On poison transactions
There is one problem. The fact that microblocks are not secured by proof of work, means a miner (the key block signer) could easily double spend a transaction; he can simply sign multiple microblocks with contradicting transactions to different entities at the same time.
Therefore, Bitcoin NG uses so-called “poison transactions.” If the network notices a double spend, a poison transaction is created, which destroys the revenue – the mining reward and fees – of the double spending miner retroactively. As such, miners are incentivized to remain honest.
Transactions included in a microblock on the Bitcoin NG blockchain would be much more reliable than unconfirmed transactions on the current Bitcoin blockchain,” says Eyal. “But microblocks would not offer the same level of security as key blocks. Only key blocks would offer a similar level of security as blocks on the current blockchain do, meaning it would still be wise to wait for several confirmations when the value of a transaction is significant.”
Compared to alternative proposals circulating that address the scaling issue. Bitcoin NG is probably the most radical redesign of the Bitcoin protocol as we know it today. By basically flipping the current process of Bitcoin mining on its head, the Cornell research team has proposed an alternative that is completely incompatible with the existing consensus rules. Whether Bitcoin NG actually has any type of future, therefore, remains to be seen.

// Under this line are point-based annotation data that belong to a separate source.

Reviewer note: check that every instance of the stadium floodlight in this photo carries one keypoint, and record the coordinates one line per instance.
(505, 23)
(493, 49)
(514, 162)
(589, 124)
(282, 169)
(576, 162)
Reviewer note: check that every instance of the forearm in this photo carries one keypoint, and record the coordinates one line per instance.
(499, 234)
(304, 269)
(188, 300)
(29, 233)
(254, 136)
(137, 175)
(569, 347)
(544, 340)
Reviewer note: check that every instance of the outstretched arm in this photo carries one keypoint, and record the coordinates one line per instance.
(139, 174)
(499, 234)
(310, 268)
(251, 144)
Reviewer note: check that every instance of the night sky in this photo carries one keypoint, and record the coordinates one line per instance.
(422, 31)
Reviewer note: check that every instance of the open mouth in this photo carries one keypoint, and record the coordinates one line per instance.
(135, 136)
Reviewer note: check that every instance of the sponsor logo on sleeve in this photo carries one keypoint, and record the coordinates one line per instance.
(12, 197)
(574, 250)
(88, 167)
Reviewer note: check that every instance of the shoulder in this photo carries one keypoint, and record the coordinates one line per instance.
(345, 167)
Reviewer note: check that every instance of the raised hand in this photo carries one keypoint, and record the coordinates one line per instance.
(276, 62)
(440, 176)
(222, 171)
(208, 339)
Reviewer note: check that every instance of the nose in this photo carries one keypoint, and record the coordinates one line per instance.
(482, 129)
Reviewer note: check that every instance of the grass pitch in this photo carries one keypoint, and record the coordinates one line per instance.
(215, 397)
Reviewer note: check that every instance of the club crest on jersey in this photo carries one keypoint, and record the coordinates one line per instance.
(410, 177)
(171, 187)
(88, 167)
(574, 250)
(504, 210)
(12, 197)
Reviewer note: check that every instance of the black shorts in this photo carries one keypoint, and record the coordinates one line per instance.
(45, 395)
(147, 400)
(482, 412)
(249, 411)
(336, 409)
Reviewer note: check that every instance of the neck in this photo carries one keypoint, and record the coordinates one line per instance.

There are several ways where this could go,” Eyal explained. “We could reach a consensus among the Bitcoin community to change the way the blockchain works, and implement Bitcoin NG to be the new Bitcoin. Or, if someone is inclined to implement all the technical differences, Bitcoin NG could become an altcoin. Personally, I'm interested in the technology and the science behind it, as a research project. I think this is a better way to do a blockchain.”